He also predicted that the tech sector would accelerate its vertical integration, but he doesn’t think that will be via a media company. He described what he saw as a “territorial split,” in which the media sector protects its base through consolidation and tech companies see an opening “to entrench themselves in their current businesses and block out potential rivals.”

AT&T and Time Warner had set June 21 as the date to complete the deal.

The Justice Department can appeal the case, but that doesn’t necessarily mean that it will delay the transaction. To stop the merger from going forward pending an appeal, the government would likely have to prove that there was a good chance they will succeed in their case and the merger moving forward would cause irreparable harm, Kimmelman said.

“That is a heavy lift. It may stretch things out somewhat, but I am not sure it will stop the transaction,” Kimmelman said.

AT&T and Time Warner announced an agreement for a $85.4 billion merger on Oct. 22, 2016, but the deal quickly got swept up in the presidential race. Donald Trump said that he would block the merger because it was “too much concentration of power in the hands of too few.”

After Trump was elected, many Wall Street analysts believed that the transaction would ultimately pass antitrust scrutiny with a new Republican administration in charge. Before Delrahim was nominated as the new antitrust chief, he said on Canadian TV that he didn’t see the merger as a “major antitrust problem.” Delrahim later noted in that same interview that the transaction would raise concerns.

Less than two months after he was confirmed, Delrahim led the Antitrust Division in challenging the transaction in court. The division filed suit on Nov. 20, 2017, claiming that the merger would give AT&T-Time Warner increased leverage against rivals, driving up the prices competitors pay for the Turner networks. It also claimed that the combined company could withhold rivals’ ability to use HBO, the Time Warner owned premium service, as a promotional tool to draw subscribers.

AT&T CEO Randall Stephenson fought back, and characterized Trump’s opposition to the transaction and his animosity toward CNN as the “elephant in the room.” In a pretrial hearing, AT&T-Time Warner’s legal team sought to pursue a line of defense that they were unfairly singled out by the DOJ and the White House for antitrust enforcement, given Trump’s attacks on CNN. Leon rejected AT&T’s efforts to gain access to key documents for possible introduction at the trial.

The six-week trial — perhaps the most closely watched antitrust case in a generation — featured testimony from Stephenson, Time Warner CEO Jeff Bewkes and a slew of other corporate executives from the company and from rivals. But much of it hinged on the Justice Department’s ability to prove that the merger would harm consumers.

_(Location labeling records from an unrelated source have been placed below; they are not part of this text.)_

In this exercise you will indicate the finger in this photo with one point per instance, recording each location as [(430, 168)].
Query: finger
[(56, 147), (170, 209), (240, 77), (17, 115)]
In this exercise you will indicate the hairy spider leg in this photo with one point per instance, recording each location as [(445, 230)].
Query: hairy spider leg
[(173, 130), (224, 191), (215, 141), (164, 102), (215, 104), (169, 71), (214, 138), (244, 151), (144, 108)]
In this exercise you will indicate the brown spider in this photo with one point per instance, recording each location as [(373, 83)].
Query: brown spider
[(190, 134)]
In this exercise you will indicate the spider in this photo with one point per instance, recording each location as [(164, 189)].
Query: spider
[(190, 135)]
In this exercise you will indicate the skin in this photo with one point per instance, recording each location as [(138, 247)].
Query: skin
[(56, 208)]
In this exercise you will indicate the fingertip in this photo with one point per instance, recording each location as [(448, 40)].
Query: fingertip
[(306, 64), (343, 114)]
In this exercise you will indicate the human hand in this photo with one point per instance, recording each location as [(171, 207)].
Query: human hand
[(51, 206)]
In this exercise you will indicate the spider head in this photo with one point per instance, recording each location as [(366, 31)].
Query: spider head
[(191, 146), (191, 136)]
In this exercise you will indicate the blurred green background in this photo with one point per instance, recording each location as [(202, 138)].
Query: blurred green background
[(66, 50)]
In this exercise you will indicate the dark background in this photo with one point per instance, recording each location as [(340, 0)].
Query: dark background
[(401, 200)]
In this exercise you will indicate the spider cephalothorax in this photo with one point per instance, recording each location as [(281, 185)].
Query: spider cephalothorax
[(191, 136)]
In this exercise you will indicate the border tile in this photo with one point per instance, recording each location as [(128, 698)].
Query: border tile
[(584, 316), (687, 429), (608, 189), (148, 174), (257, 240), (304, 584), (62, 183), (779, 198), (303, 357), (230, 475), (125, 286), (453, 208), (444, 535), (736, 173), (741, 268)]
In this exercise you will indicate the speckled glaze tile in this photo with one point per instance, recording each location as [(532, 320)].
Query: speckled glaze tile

The DOJ relied on a number of experts to show that pay TV customers would face higher bills — by their account $463 million per year. Chief among them was Carl Shapiro, economist at the University of California at Berkeley, who faced perhaps the most contentious cross-examination from AT&T-Time Warner’s legal team, led by Daniel Petrocelli.

Petrocelli attacked Shapiro’s methodology for concluding that the merger would result in a price increase of 45 cents per month per pay TV subscriber. AT&T’s legal team later produced their own witness, Dennis Carlton of the University of Chicago, who claimed that Shapiro’s model was “theoretically unsound.”